La lutte engagée pour reformuler les normes par lesquelles le corps est vécu est ainsi d’une importance extrême, non seulement pour la politique du handicap, mais pour les mouvements intersexe et transgenre dans la mesure où ils contestent les idéaux physiques et corporels imposés[15].
Il s’agit donc d’abord de gagner un statut d’intelligibilité qui permette d’être pris en compte par les lois de la culture ou du langage. Doit-on pour autant se débarrasser complètement des émotions comme le dégoût ? Somme toute, il semblerait que l’argument des partisans selon lequel le dégoût comme complément – voire substitut à l’argumentation rationnelle dans les jugements pénaux – serait l’expression spontanée de notre propre révulsion face à la cruauté, ne semble pas complètement dénué de valeur. En ce cas le dégoût s’apparenterait même à la pitié au sens rousseauiste du terme, à savoir la répugnance à voir son semblable souffrir, et dont il marquerait le processus même de l’empathie.

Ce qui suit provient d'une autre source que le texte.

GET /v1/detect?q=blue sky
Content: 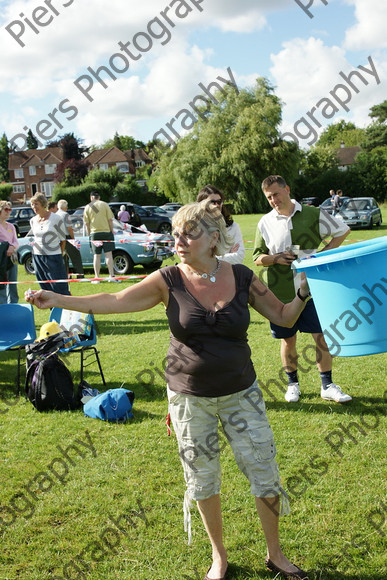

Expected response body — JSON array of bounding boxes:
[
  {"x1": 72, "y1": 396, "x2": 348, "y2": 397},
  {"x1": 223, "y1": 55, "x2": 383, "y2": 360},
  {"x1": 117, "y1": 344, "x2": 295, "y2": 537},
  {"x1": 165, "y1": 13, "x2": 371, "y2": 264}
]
[{"x1": 0, "y1": 0, "x2": 387, "y2": 147}]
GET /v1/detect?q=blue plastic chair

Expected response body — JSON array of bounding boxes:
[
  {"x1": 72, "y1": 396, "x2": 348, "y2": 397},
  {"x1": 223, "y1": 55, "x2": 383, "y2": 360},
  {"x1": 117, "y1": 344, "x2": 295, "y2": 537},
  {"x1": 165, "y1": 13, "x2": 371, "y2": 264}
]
[
  {"x1": 50, "y1": 308, "x2": 106, "y2": 387},
  {"x1": 0, "y1": 304, "x2": 36, "y2": 395}
]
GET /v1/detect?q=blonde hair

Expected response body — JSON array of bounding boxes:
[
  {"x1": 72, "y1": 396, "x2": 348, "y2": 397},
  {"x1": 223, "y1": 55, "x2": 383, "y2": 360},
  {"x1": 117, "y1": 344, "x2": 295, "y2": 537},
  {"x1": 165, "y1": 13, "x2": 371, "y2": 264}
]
[
  {"x1": 172, "y1": 199, "x2": 233, "y2": 256},
  {"x1": 30, "y1": 193, "x2": 48, "y2": 207},
  {"x1": 56, "y1": 199, "x2": 69, "y2": 211},
  {"x1": 0, "y1": 199, "x2": 12, "y2": 211}
]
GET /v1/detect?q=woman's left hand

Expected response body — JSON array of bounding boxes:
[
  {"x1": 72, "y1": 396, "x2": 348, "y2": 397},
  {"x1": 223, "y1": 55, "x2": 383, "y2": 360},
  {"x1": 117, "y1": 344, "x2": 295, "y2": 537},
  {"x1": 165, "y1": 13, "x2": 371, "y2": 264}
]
[{"x1": 300, "y1": 272, "x2": 310, "y2": 296}]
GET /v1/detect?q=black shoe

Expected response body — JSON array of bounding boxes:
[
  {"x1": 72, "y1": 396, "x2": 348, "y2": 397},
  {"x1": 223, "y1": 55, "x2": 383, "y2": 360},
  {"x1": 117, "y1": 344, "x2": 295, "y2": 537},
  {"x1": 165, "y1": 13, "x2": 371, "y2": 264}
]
[{"x1": 265, "y1": 558, "x2": 309, "y2": 580}]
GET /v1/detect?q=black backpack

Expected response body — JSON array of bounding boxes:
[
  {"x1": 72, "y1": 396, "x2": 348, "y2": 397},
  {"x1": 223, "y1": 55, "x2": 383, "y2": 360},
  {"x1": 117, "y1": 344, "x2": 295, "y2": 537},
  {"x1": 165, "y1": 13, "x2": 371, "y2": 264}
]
[{"x1": 25, "y1": 335, "x2": 81, "y2": 411}]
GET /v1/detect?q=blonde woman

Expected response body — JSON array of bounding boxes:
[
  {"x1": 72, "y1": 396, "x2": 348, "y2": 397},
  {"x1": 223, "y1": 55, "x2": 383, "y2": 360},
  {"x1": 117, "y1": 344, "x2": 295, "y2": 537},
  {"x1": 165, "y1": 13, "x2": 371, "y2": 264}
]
[
  {"x1": 26, "y1": 200, "x2": 308, "y2": 580},
  {"x1": 30, "y1": 193, "x2": 70, "y2": 294}
]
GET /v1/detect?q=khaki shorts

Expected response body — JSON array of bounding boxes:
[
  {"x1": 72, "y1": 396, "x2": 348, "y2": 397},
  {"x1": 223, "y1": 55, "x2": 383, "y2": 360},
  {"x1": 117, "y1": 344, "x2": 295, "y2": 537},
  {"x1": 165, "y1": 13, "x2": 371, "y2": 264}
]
[{"x1": 167, "y1": 382, "x2": 283, "y2": 500}]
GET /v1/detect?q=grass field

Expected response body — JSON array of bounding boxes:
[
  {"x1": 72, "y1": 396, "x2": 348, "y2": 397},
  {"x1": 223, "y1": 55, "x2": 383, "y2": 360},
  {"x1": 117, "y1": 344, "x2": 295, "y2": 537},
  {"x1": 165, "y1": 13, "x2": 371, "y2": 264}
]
[{"x1": 0, "y1": 208, "x2": 387, "y2": 580}]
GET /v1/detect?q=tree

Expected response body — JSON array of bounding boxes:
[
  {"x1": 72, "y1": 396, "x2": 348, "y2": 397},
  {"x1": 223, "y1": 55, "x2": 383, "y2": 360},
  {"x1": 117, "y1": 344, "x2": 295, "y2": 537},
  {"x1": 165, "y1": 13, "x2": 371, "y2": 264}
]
[
  {"x1": 54, "y1": 159, "x2": 90, "y2": 187},
  {"x1": 349, "y1": 146, "x2": 387, "y2": 203},
  {"x1": 47, "y1": 133, "x2": 89, "y2": 160},
  {"x1": 301, "y1": 145, "x2": 338, "y2": 179},
  {"x1": 101, "y1": 131, "x2": 145, "y2": 151},
  {"x1": 316, "y1": 120, "x2": 365, "y2": 149},
  {"x1": 361, "y1": 100, "x2": 387, "y2": 151},
  {"x1": 27, "y1": 129, "x2": 39, "y2": 149},
  {"x1": 157, "y1": 78, "x2": 300, "y2": 212},
  {"x1": 0, "y1": 133, "x2": 9, "y2": 181}
]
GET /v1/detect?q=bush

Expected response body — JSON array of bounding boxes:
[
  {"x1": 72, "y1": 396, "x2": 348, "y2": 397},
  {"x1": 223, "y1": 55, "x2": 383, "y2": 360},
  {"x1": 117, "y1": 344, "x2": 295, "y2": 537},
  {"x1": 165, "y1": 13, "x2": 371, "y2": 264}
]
[
  {"x1": 52, "y1": 183, "x2": 111, "y2": 209},
  {"x1": 0, "y1": 183, "x2": 13, "y2": 201}
]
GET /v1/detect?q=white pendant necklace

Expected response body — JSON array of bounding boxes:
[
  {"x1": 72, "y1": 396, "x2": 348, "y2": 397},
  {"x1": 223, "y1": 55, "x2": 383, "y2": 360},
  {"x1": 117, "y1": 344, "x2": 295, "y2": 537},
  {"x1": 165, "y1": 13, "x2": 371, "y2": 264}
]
[{"x1": 190, "y1": 258, "x2": 222, "y2": 283}]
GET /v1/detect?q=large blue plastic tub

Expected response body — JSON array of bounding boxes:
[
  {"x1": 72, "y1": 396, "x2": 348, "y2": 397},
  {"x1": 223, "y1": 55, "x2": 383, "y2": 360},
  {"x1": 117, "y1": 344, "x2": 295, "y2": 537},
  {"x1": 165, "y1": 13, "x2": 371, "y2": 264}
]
[{"x1": 292, "y1": 236, "x2": 387, "y2": 356}]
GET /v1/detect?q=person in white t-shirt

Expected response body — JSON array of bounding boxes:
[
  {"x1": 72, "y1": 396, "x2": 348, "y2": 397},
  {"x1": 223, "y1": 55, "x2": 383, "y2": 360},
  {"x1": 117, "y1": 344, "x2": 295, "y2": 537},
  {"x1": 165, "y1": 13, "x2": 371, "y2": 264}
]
[
  {"x1": 56, "y1": 199, "x2": 85, "y2": 278},
  {"x1": 30, "y1": 193, "x2": 70, "y2": 295}
]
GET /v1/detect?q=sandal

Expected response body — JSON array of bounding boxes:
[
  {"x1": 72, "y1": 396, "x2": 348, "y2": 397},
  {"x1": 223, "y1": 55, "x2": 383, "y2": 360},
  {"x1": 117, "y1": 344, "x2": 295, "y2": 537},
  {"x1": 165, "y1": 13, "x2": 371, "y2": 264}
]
[
  {"x1": 203, "y1": 564, "x2": 228, "y2": 580},
  {"x1": 265, "y1": 558, "x2": 309, "y2": 580}
]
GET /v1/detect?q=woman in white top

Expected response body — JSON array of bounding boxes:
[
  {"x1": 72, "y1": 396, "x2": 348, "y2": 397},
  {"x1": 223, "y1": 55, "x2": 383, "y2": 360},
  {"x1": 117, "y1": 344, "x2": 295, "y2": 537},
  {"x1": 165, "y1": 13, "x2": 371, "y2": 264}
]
[
  {"x1": 30, "y1": 193, "x2": 70, "y2": 294},
  {"x1": 196, "y1": 185, "x2": 245, "y2": 264}
]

Or l’identification empathique est fondamentale pour penser inversement une justice réparatrice qui rompt avec la logique affective d’un punir pur. On doit donc se demander comment se représenter les conditions d’une vie vivable afin de limiter les risques de « mort sociale » ou de mort tout court découlant de l’infamie pénale. On pourrait ainsi voir comment le diagnostic théorique issue de la théorie butlérienne de la normativité des vies dites indécentes peut renforcer théoriquement la perspective de la justice réparatrice telle qu’elle énoncée par le néo-républicanisme de Braithwaite en donnant à cette dernière une assise plus critique.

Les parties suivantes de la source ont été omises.